The spatial orientation of septation has a key role in determining the shape and arrangement of cocci. If the cell always septates in parallel planes, as in Streptococcus species, cells form chains. If, however, the cell septates in random orientations or if cells reassociate loosely after septation, they form compact hexagonal arrays similar to the grape clusters portrayed in classical paintings—hence the Greek-derived term staphylococci (staphyle means “bunch of grapes”). Such clusters are found in colonies of Staphylococcus aureus. If subsequent septation occurs at right angles to the previous division, the cells may form tetrads and even cubical octads called “sarcinae” (singular, sarcina). Tetrads are formed by Micrococcus tetragenus, a cause of pulmonary infections (Fig. 3.29D).

Bacterial cell size. How do cells “know” how large to grow? This question is hard to answer, as we are still discovering ever-smaller forms of life. An investigation of river bacteria, from Jillian Banfield’s lab at UC Berkeley, revealed tiny cells that pass through a 0.2-µm filter. These cells represent new kinds of life accounting for 15% of all taxa known at the time (discussed in Chapter 18). At the other end of the size range, the marine sulfur-oxidizing bacterium Thiomargarita namibiensis grows as a bubble of cytoplasm 200 µm across (presented in Chapter 1).

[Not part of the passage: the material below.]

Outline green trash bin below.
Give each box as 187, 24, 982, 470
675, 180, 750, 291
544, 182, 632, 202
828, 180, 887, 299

For a given species, cell size depends on genetic regulators and environmental constraints. When a bacterial population is first diluted into fresh medium, with abundant nutrients, cells elongate faster and reach larger sizes before septation and division. As nutrients become scarce, cell growth slows, and early division produces smaller cells. Thus, cell size is one factor in the phases of growth of bacterial populations (discussed in Chapter 4). Yet, repeated cycles of growth and starvation in minimal glucose medium lead E. coli populations to undergo selection for cells that are larger. Experimental evolution (discussed in Chapter 17) thus enables us to test models of cell size development.